RIYADH, Saudi Arabia — The second edition of the Financial Sector Conference (FSC 2023) has concluded in Riyadh, with a mood of optimism and energy to overcome market challenges to build a stronger, technology driven and sustainable economy of the future.
Over 3200 participants from 82 countries, and 180 media, assembled in the Saudi capital to discuss the way ahead for the global financial community under the conference theme of “Promising Financial Prospects.”
Representatives from some of the biggest global financial institutions joined Government Finance Ministers met to identify the most effective road map for future growth and prosperity for the sector – enabling greater use of technology; diversification; cross border cooperation and embracing the green economy.
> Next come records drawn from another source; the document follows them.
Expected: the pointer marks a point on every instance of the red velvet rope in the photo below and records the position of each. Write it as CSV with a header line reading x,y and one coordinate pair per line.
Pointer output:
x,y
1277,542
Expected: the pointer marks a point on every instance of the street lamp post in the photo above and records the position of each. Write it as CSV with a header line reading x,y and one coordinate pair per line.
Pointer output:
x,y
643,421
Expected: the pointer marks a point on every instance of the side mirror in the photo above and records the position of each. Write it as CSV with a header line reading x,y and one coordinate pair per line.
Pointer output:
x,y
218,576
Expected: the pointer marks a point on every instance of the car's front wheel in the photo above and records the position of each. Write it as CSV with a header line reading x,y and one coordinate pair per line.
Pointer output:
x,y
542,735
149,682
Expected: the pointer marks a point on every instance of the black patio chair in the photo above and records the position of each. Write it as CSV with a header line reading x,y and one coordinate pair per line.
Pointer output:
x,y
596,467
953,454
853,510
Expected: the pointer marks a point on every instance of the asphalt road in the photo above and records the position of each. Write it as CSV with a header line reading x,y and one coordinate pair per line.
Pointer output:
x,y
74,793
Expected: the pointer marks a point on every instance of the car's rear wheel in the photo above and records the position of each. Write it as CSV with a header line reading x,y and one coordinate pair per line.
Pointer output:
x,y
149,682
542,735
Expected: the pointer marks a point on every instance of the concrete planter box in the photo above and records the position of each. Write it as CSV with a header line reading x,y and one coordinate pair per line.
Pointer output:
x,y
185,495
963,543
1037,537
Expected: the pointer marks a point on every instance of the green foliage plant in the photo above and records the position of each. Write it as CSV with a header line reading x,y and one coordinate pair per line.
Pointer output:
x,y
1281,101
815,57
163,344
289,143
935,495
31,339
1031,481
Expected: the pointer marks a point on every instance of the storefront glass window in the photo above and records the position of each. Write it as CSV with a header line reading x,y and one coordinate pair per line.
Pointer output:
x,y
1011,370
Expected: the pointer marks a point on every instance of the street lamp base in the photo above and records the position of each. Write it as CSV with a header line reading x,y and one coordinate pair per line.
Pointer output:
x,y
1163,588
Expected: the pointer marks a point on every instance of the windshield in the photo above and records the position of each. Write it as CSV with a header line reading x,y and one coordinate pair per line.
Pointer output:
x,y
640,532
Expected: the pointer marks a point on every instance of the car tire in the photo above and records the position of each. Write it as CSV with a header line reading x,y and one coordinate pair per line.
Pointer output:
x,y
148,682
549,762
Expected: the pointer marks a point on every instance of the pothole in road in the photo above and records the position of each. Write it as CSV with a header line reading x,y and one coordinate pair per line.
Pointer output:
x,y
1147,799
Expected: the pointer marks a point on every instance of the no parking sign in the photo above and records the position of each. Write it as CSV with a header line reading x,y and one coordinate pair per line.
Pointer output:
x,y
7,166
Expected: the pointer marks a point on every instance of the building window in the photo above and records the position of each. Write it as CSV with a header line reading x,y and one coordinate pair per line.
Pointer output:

The conference also saw multiple MOUs and agreements signed to support real estate development; FinTech development and digital financing solutions worth billions of dollars and the National Bank of Iraq announced the start of operations in Saudi Arabia.
Concluding the conference, Saudi Central Bank Governor HE Ayman Mohammed Alsayari,
highlighted the Kingdom’s efforts to provide an attractive environment for FinTech companies in line with the goals of Vision 2030 goals, and the vital role they play to support the growth of the private sector, to diversify the economy, and to stimulate saving, financing and investment.
Debating the important role of Venture Capital, Courtney Powell, Chief Operating Officer and Managing Partner, 500 Global, said: “Since we made our first investment in the Middle East in 2012, we have seen incredible growth and we have 14 companies today valued at over $100 million. The willingness of the government to support entrepreneurs combined with the opening up of the Kingdom shows it has the potential of becoming a leading global hub for entrepreneurship.”
In discussion about the future of global money flows, HE Giancarlo Giorgetti, Italian Minister of Economy and Finance stated: “In the financial sector, fragmentation induced by geopolitical tension will have strong implications by affecting global and financial stability, the cross-border allocation of capital, international payment systems, and asset prices.”
Financing for the SME sector was a key debating point on the final day of the conference with the enormous growth of the sector both in the Middle East and internationally. Tala Al Jabri, Board Member, Middle East VC Association (MEVCA) identified a major financing gap for the sector. He said: “95% of enterprises in the region are SMEs and the loan profile that goes to them is only 7% – which is the lowest in the world, indicating a massive gap.”
The FinTech sector in Saudi Arabia meanwhile is flourishing as Ziad Alyousef, Deputy Governor for Development and Technology, Saudi Central Bank (SAMA) explained: “In 2018, there were less than 10 companies operating in the FinTech community. Now, there are over 155 companies operating in the space in Saudi Arabia and this has led to increased investments and job creation.”